La blockchain è un ambito poco conosciuto, a illustrarcelo ci ha pensato l’osservatorio digital del politecnico di Milano
La blockchain è un mondo in continua evoluzione. Ne ho parlato in altre occasioni ed ultimamente anche la stessa BCE ha espresso qualche perplessità per l’utilizzo delle criptovalute.
Conoscere meglio questo mondo ci aiuta a capirlo fino in fondo. Il Politecnico di Milano con il suo Osservatorio Digital Innovation ha creato un vero vademecum per aiutarci a comprendere il linguaggio che si utilizza in questo ambito.
I Token
Il token per definizione è un’informazione digitale, salvata su un registro distribuito, associata a uno e un solo specifico utente del sistema e rappresentativa di una qualche forma di diritto: la proprietà di un asset, l’accesso a un servizio, la ricezione di un pagamento, e così via.
Ne esistono di vari tipi:
- Utility Token: consentono di accedere ad un certo servizio
- Asset Token: certificano la proprietà di un bene
- Equity Token: diritto di parola e di voto all’interno di un consiglio di amministrazione.

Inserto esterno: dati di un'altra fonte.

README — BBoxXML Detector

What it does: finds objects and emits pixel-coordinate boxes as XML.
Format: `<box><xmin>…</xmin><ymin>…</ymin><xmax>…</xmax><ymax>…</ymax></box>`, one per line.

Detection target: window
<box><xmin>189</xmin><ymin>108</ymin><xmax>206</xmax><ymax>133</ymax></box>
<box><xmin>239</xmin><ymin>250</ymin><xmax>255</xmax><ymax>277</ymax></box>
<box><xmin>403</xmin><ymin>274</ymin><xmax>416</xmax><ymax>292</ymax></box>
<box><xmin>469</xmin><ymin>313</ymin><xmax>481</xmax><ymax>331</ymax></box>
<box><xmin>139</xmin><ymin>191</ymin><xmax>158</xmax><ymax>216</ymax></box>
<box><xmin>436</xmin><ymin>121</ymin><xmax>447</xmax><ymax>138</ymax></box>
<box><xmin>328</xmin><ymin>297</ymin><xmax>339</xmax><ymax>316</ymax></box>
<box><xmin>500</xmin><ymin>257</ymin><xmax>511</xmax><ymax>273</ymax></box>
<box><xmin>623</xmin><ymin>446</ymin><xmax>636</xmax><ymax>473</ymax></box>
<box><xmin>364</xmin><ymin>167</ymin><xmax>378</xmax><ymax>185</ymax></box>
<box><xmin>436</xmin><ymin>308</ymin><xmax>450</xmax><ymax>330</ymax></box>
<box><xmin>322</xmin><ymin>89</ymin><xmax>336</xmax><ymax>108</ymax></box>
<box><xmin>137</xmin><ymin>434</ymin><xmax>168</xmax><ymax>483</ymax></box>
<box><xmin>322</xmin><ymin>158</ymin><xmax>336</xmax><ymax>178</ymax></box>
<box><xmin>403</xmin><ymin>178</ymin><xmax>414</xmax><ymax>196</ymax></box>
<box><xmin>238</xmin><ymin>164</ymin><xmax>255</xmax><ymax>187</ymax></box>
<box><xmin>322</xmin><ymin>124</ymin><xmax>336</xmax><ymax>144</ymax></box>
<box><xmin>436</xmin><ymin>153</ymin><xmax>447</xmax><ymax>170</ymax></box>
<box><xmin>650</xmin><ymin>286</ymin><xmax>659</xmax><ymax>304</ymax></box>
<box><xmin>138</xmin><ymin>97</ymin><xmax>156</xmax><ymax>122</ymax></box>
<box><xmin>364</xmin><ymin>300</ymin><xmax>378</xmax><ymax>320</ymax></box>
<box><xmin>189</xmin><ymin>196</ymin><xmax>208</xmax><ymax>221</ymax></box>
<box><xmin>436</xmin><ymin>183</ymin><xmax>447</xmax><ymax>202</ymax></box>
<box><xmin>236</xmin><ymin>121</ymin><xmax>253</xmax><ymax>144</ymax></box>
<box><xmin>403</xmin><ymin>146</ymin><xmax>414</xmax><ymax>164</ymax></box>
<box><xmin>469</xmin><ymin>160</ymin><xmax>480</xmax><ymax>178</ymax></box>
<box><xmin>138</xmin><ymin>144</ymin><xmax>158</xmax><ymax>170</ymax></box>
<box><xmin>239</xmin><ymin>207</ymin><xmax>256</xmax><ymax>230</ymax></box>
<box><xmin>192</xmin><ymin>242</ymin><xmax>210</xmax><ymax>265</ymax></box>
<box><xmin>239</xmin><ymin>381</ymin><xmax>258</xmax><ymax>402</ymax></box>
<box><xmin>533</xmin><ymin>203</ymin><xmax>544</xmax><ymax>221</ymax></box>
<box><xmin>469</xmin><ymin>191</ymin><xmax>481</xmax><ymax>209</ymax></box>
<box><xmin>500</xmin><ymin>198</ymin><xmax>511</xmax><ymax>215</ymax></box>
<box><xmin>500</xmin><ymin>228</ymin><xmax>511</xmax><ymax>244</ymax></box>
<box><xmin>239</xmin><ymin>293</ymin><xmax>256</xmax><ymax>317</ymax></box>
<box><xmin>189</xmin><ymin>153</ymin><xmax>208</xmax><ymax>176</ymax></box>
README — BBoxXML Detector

Questi strumenti possono essere venduti per finanziare nuove iniziative progettuali attraverso le Initial coin offering (Ico). Grazie a questo l’investitore riceve in cambio dei token, si possono scambiare nella blockchain ma non sono assimilabili alle criptovalute. I token potrebbero essere paragonati ad una quota di proprietà dell’azienda.
Le criptovalute
Si possono definire anche Coin, il significato cambia poco, rimane sempre una moneta digitale basata sulla tecnologia blockchain. Non ha una sua fisicità si scambia esclusivamente per via telematica, non ha alle spalle una banca centrale o uno stato come garanzia. Proprio per questo motivo non esistono varianti in moneta o in banconota, non hanno circolarità nel mercato quotidiano. Può essere scambiata tra due dispositivi senza la necessità di intermediari (istituti bancari) per l’acquisto di beni e servizi come in qualunque compravendita.
Differenze tra token e criptovalute
I token si appoggiano a una blockchain già esistente, la confusione può nascere dal fatto che possono essere utilizzati come vere forme di pagamento.
Per questo l’Osservatorio del Politecnico di Milano invita a fare una distinzione, quella fra token fungibili e token non fungibili.
Ai primi appartengono le stablecoin (come Diem di Facebook) e le monete digitali delle banche centrali in corso di studio.
“I beni fungibili sono quelli che possono essere sostituiti con qualcosa di identico”, spiega il Polimi, “a questa categoria appartengono token utilizzabili come criptovalute e in generale tutti quelli che hanno caratteristiche assimilabili a quelle di una moneta digitale”.
I più interessanti rimangono i token non fungibili, così come scrive il politecnico “Con questi token è possibile rappresentare qualsiasi tipologia di asset, sia digitale che fisico”, ha scritto l’Osservatorio,
“i non fungible-token vengono comunemente utilizzati per la gestione dell’identità digitale, i progetti di tracciabilità e dell’automazione dei processi di supply chain”.